De Luca takes a step back, boot heel thudding against the wall at his back. His gaze flickers between me and Jules, every nuance of his body language screaming discomfort. His jaw tightens, and for a moment I think I’ve blown it—that he’ll lock us up after all, just out of petty vengeance and embarrassment.
But then he lifts a hand and raps on the door at his side. A few moments later, the soldier outside opens it. De Luca steps through and then holds the door out with one arm, eyeing the four of us. “I will.”
I exhale, some of my tension draining away, and sneak a glance back at Jules. He’s watching me, stunned, and when we all move toward the cell door, he steps close to me and whispers, “Thank you.”
De Luca clears his throat, a gesture of hesitation that he’s clearly unused to. “I’ll send backup as soon as I can. Where do you think this Atlanta will be?”
“In the old waterways below the city,” Dex replies, with utter certainty.
“I’m in the uncomfortable position of realizing nobody’s going to believe me any more than I believed you. I’m not sure how quickly I’d be able to get an official force together. But if I can’t help you, I think I know someone who can.”
The underground of Prague is … not what I expected. I’m not sure what I was picturing—something like a sewer system in an American city, or tiny dirty tunnels—but instead it’s like there’s an entire second city below the streets of Prague.
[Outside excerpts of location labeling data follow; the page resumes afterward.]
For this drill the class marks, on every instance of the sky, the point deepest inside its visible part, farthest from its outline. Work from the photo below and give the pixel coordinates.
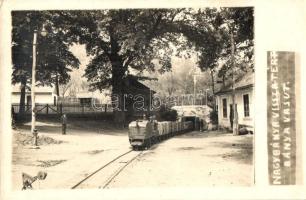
(180, 66)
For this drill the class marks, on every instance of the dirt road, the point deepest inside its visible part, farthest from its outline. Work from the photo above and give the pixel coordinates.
(197, 159)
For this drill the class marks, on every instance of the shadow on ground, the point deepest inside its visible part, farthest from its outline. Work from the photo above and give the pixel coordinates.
(76, 126)
(241, 150)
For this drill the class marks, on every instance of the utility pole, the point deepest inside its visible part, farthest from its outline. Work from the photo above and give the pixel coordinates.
(235, 114)
(33, 131)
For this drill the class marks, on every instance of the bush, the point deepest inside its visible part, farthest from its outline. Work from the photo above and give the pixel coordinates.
(214, 117)
(166, 114)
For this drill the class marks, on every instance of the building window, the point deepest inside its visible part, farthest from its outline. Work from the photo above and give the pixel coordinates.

Getting in was easy enough. Getting here was hard. I would have thought running from the police would be far less terrifying than hiding away on an alien spaceship. Instead, every second of our trip through the city was torture. Once we were out on the street again, every siren, every shout, every car that turned unexpectedly or pedestrian who happened to walk our way made mecertain we were about to be attacked, either by the Undying or by IA forces who didn’t know De Luca had changed his mind.
A shriek as we passed a street vendor drew out a tiny, answering yelp from my throat as I whirled around—but the sound came from a child being handed an ice cream cone. With the torrent of pulse-pounding anxiety flooding my system I couldn’t tell the difference between delight and terror.
Once we reached our destination, though, it turned out there were Prague underground tours offered all around the city, and tagging along the end of one—and slipping away at the first opportunity—was child’s play.
Now, as we emerge from a brick-lined tunnel into a vast underground courtyard with vaulted ceilings and intricate stonework, I can’t help but stop short, my mouth open as I stare.